Whether math was your high school nemesis or science is your favorite thing, you can learn something new (and have a good time!) with these hilarious and informative reads.

Randall Munroe

Author of the wildly popular and extremely funny webcomic xkcd, Munroe is also a former NASA roboticist and programmer with a background in physics. While xkcd is always worth a read—fun fact: Munroe won a Hugo Award in 2014 for one of his strips—he is also a semi-regular contributor to the New York Times' science and technology pages (check out our FAQ to learn how to access NYT articles for free with your library card) and has published three books: What If?, which includes science-based answers to questions like what if everyone on earth went to one place and jumped and how many machine guns do you need to make a jet pack; Thing Explainer, which breaks down and explains the inner workings of complex machines using one the 1,000 most common words in the English language; and How to, which teaches you the objectively worst ways to ski, make friends, and throw a pool party.
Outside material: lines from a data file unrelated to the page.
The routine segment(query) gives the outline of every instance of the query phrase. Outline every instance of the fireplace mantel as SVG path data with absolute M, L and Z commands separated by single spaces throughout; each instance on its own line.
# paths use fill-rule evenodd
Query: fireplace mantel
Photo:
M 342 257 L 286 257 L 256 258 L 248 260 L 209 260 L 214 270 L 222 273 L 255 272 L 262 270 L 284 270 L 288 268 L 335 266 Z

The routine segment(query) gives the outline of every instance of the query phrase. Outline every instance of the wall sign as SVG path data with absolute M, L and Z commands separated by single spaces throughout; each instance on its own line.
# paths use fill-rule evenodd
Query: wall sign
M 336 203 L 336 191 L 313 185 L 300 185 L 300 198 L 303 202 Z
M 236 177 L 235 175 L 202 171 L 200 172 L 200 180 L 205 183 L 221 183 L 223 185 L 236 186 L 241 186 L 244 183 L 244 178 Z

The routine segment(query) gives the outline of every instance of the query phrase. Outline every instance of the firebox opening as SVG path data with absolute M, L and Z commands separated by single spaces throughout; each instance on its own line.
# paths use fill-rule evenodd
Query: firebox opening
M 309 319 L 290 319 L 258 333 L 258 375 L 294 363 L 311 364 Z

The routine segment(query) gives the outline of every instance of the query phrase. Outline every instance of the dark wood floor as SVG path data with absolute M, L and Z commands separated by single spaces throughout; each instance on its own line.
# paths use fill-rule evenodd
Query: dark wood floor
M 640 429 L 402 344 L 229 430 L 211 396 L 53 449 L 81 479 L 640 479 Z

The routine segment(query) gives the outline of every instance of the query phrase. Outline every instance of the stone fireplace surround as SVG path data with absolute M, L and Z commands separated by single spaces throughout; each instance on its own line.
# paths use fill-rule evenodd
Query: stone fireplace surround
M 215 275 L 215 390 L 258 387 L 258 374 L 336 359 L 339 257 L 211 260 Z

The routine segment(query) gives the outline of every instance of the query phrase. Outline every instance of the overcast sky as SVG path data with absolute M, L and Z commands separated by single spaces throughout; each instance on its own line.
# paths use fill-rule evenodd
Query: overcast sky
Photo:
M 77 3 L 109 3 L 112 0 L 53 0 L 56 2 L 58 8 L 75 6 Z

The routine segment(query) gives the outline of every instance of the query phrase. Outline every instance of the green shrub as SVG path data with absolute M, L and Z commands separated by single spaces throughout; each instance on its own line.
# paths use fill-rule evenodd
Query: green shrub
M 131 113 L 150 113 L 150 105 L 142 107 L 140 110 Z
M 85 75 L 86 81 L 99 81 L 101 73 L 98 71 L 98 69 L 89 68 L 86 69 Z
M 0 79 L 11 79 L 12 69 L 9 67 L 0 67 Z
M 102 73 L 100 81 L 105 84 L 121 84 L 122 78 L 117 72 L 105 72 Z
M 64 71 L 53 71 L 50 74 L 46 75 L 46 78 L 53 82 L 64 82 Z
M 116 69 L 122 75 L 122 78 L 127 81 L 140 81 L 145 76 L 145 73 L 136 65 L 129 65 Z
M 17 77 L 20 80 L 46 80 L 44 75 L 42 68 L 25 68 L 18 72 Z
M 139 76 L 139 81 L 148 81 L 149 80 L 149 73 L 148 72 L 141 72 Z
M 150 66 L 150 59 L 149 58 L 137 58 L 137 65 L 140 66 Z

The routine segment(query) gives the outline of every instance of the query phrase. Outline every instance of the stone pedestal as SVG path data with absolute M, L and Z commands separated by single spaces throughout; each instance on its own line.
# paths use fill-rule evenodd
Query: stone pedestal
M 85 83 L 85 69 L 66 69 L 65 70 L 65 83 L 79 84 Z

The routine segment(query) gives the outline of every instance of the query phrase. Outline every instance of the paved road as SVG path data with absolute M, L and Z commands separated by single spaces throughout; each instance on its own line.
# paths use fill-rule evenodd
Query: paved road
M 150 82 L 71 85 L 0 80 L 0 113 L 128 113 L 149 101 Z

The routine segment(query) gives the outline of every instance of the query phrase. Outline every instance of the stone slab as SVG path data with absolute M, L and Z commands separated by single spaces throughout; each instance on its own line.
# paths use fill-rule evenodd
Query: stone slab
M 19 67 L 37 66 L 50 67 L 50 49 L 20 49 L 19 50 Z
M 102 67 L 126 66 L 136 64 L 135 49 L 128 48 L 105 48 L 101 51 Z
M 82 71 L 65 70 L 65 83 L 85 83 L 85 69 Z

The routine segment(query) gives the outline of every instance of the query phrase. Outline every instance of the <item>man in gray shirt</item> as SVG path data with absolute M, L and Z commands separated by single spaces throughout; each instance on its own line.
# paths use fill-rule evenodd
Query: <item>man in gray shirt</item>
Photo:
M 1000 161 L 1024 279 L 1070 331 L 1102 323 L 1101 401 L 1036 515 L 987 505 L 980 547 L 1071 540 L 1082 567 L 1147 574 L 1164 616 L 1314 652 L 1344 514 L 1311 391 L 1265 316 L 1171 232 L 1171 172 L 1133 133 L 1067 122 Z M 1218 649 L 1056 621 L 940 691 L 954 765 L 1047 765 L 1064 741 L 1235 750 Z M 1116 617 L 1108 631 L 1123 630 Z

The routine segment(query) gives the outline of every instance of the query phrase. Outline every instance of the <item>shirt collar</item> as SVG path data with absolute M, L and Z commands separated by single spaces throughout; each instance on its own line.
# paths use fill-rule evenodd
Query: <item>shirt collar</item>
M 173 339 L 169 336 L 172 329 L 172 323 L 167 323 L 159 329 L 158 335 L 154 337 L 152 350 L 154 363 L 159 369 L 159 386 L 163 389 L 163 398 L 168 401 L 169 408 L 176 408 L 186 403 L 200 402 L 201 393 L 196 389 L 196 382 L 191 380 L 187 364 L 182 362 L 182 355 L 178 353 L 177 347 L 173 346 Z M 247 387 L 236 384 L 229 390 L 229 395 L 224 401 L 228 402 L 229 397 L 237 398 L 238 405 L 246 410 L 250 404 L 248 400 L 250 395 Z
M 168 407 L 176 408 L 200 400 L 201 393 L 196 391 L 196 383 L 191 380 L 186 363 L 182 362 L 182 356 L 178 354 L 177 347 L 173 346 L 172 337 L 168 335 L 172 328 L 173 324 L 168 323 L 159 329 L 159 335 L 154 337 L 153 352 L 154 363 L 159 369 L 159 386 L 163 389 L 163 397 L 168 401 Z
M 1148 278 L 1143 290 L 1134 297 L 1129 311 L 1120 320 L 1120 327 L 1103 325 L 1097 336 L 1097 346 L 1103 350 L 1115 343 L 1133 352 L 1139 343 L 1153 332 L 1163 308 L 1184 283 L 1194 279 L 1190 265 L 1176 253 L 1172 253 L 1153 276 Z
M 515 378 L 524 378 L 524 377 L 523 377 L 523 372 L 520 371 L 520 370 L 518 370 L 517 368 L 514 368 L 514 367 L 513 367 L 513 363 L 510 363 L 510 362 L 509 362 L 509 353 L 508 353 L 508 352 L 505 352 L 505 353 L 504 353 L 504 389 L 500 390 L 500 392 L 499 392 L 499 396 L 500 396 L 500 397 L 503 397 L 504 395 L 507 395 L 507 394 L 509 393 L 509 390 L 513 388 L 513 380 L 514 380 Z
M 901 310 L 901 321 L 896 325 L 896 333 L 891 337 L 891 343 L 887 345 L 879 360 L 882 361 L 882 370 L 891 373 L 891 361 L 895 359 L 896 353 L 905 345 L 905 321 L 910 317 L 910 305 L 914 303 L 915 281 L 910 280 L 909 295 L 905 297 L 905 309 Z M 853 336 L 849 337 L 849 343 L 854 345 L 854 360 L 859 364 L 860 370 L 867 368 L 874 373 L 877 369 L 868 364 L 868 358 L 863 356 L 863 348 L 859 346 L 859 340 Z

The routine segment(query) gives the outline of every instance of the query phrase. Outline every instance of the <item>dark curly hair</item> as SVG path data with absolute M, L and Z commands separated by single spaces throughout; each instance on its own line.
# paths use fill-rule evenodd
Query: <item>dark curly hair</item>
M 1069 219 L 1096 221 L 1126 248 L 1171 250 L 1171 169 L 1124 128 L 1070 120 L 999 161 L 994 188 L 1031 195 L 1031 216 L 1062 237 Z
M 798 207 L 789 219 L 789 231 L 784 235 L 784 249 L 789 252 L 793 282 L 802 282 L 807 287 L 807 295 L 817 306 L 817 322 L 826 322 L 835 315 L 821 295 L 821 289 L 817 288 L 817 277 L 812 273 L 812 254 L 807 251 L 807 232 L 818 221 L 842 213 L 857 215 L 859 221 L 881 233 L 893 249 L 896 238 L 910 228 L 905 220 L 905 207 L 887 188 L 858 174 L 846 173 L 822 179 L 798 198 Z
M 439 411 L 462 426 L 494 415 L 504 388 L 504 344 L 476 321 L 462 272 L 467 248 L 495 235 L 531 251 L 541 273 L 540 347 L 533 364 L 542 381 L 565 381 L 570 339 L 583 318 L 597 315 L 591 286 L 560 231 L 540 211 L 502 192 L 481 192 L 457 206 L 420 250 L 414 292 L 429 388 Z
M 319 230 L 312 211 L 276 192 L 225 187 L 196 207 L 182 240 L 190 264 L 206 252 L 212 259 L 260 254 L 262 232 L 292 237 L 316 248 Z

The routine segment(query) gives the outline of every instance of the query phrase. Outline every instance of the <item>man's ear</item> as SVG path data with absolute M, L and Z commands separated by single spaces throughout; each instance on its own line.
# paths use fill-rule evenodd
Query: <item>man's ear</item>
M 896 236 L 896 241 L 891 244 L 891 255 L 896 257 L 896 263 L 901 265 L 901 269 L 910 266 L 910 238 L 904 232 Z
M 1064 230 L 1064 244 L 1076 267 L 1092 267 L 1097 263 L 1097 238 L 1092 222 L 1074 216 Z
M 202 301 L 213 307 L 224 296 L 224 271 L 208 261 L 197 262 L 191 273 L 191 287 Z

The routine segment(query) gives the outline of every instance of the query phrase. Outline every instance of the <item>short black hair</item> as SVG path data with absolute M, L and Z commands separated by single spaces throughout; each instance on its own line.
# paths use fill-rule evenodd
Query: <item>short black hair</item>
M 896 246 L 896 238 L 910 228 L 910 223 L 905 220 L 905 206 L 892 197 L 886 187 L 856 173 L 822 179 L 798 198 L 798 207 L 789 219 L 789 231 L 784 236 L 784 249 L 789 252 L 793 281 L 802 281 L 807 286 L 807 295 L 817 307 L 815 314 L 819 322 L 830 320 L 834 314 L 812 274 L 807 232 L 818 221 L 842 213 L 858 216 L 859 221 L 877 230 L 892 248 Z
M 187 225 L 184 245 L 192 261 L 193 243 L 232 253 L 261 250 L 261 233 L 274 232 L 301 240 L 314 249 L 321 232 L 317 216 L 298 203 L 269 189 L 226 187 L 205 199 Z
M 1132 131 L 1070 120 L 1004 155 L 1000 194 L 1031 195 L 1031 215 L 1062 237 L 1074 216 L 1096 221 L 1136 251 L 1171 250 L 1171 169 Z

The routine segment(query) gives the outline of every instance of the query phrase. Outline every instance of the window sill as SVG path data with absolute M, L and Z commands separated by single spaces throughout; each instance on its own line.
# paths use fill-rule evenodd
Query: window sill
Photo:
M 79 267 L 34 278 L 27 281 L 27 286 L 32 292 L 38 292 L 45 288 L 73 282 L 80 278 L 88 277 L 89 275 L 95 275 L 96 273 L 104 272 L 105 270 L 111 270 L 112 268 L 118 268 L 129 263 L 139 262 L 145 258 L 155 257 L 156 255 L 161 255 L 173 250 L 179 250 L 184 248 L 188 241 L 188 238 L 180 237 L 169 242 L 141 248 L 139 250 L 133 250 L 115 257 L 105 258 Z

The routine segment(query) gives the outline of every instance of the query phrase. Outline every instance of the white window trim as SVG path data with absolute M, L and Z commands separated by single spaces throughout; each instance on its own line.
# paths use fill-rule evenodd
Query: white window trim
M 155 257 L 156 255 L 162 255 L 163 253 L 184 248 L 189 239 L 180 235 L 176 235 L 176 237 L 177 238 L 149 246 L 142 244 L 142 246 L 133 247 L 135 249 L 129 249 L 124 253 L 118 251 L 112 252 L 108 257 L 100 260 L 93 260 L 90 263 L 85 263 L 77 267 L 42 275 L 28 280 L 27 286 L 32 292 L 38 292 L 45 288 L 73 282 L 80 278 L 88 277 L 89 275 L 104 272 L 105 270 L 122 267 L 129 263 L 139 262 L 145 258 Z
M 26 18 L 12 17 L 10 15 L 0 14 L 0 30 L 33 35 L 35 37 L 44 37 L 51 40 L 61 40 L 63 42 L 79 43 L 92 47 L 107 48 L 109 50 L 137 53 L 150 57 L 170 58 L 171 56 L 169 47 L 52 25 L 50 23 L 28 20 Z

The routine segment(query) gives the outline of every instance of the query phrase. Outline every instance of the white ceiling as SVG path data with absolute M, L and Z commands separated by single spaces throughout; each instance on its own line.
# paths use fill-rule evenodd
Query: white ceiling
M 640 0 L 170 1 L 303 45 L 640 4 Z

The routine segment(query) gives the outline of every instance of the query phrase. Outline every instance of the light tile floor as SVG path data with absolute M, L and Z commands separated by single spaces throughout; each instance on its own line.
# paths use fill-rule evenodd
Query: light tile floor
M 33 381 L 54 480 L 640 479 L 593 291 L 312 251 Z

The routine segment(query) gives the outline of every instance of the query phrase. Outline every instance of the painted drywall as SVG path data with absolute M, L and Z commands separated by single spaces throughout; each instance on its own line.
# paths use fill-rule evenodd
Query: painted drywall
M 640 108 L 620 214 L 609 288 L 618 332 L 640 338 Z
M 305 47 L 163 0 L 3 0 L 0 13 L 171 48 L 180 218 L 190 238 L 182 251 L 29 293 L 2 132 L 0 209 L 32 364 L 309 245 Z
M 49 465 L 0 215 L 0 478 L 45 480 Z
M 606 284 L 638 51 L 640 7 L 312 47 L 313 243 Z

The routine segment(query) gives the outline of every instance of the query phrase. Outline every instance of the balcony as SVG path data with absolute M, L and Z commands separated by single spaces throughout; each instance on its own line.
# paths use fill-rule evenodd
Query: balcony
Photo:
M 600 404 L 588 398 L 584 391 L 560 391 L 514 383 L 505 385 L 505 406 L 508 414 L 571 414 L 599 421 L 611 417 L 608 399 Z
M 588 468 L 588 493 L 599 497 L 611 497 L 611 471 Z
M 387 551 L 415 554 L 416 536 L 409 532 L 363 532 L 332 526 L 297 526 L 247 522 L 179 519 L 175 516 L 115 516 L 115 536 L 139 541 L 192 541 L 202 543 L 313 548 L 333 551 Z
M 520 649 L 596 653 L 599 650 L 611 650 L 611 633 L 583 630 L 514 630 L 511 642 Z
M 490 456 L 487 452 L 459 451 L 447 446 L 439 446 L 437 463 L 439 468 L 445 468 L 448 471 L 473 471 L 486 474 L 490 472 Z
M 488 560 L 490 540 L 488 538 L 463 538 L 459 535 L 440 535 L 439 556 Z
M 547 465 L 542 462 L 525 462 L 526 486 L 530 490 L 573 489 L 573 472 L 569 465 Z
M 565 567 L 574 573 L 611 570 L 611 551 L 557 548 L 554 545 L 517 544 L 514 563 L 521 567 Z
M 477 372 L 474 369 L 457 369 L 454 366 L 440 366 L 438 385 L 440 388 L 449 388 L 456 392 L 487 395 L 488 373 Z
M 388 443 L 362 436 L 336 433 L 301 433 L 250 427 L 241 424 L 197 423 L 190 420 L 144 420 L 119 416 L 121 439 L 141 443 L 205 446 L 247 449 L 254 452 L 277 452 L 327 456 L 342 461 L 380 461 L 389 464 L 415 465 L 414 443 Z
Still curious? Stop back by the library this fall and pick up What If? 2, scheduled to come out in September.

Matt Parker

Matt Parker is a recreational mathematician (yes, that is a real thing) who writes books and makes YouTube videos that marry stand-up comedy and math (or maths, in this case, since he's an Australian currently living in England). Parker's books are filled with the funny and interesting quirks that pop up when math is improperly applied to the real world, whether that's in Amazon's pricing algorithms, catastrophic engineering failures, or mathematically impossible highway signs. (And bad puns. So many bad puns.) Check out Humble Pi or it's audiobook (narrated by the author!) and Things to Make and Do in the Fourth Dimension


Mary Roach

Mary Roach never intended to become a science writer, but found that, while working as a freelance copywriter for various publications, "it turned out that science stories were always, consistently, the most interesting stories I was assigned to cover." Her books—many of which are bestsellers—cover the science behind things that we don't necessarily think of as very scientific, like the military, cadavers, sex, and more. To dive in her hilariously informative work, check out Fuzz, Grunt, Gulp, Packing for Mars, Bonk, Spook, and Stiff.